In Search of the Big Ideas that Will Save New Brunswick
Walking around London and Paris last week I kept bumping into some of the biggest thinkers of the past 400 years or so.
We walked around Bloomsbury and I was reminded of Keynes and his Bloomsbury group. We toured the Panthéon and got up close and personal with some of the top enlightenment thinkers. It got me thinking again that New Brunswick has not been able to marshal its biggest brains to think about our biggest challenges.
The New Brunswick Social Policy Research Network (NBSPRN) was something like an attempt at this and I am sure it is adding some value and there have been “labs” set up to deal with issues such as immigrant retention and poverty. But I am thinking about something far more ambitious.
I know that the challenges of New Brunswick are small beans compared to the big stuff – autonomous vehicles, artificial intelligence, global warming, populism, health care costs, et cetera.
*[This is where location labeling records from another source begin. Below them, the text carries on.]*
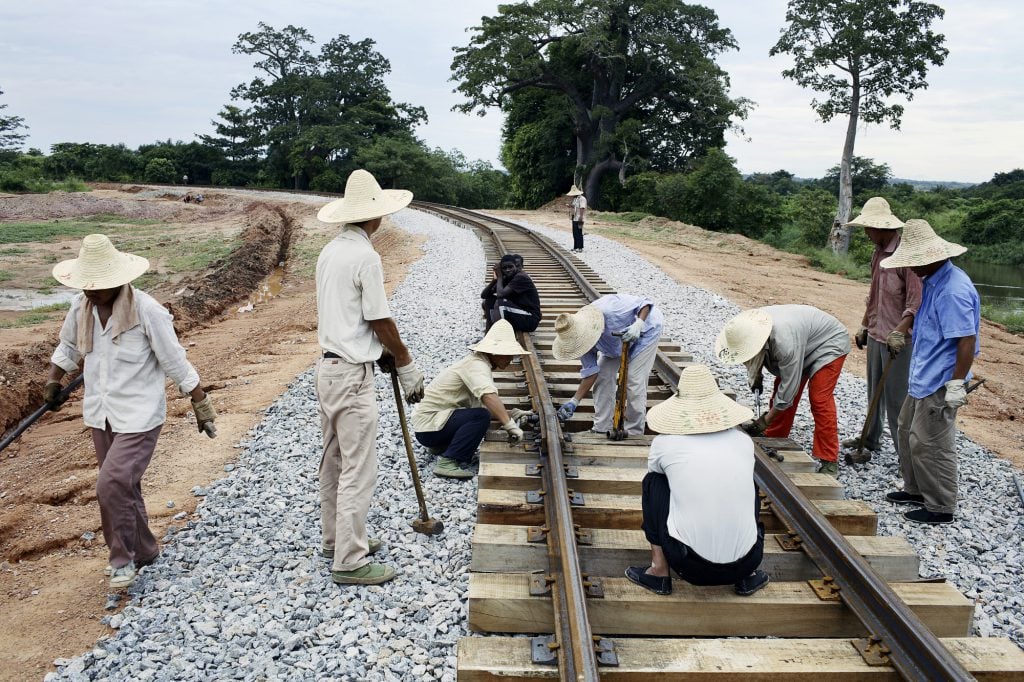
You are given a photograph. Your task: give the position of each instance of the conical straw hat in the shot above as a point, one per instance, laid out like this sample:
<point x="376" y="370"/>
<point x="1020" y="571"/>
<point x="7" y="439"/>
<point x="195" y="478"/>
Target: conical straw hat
<point x="743" y="336"/>
<point x="698" y="408"/>
<point x="364" y="201"/>
<point x="99" y="265"/>
<point x="500" y="341"/>
<point x="921" y="246"/>
<point x="877" y="214"/>
<point x="578" y="333"/>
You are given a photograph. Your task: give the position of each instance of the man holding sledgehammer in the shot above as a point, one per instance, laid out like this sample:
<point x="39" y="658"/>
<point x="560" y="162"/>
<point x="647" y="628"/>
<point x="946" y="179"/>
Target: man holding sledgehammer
<point x="355" y="329"/>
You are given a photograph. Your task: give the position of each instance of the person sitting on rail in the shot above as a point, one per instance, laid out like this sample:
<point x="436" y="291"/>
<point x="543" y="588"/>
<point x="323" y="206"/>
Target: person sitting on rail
<point x="699" y="502"/>
<point x="459" y="403"/>
<point x="127" y="342"/>
<point x="945" y="342"/>
<point x="595" y="334"/>
<point x="512" y="296"/>
<point x="801" y="345"/>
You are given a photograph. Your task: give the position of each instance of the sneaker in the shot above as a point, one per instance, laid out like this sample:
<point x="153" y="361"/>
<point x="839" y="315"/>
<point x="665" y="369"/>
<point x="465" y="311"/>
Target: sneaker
<point x="752" y="583"/>
<point x="372" y="573"/>
<point x="655" y="584"/>
<point x="903" y="498"/>
<point x="449" y="468"/>
<point x="374" y="543"/>
<point x="123" y="577"/>
<point x="924" y="516"/>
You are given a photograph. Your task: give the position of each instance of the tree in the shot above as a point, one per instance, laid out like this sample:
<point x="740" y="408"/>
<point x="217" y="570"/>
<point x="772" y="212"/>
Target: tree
<point x="638" y="77"/>
<point x="10" y="139"/>
<point x="859" y="54"/>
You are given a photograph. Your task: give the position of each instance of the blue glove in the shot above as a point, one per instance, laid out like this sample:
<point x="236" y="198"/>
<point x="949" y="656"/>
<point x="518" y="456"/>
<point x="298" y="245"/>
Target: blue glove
<point x="567" y="410"/>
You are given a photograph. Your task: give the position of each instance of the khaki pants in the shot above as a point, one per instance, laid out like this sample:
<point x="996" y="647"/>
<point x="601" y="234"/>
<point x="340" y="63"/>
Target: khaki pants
<point x="928" y="451"/>
<point x="636" y="390"/>
<point x="348" y="466"/>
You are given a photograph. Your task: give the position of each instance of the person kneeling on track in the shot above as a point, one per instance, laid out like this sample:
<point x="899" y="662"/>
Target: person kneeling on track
<point x="699" y="501"/>
<point x="458" y="406"/>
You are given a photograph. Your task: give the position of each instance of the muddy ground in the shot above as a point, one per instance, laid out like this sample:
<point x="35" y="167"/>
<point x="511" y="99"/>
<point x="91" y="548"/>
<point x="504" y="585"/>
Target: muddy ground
<point x="51" y="585"/>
But New Brunswick will largely be a taker and not a maker in these areas (although I hope that some of our innovative firms will leverage these trends).
But we could be a maker – an innovator – when it comes to the stuff that is fairly unique to places like New Brunswick. Think about the discussion we’ve been having lately about New Brunswick’s brand and its inability to differentiate its key export products – even though it is a North American leader.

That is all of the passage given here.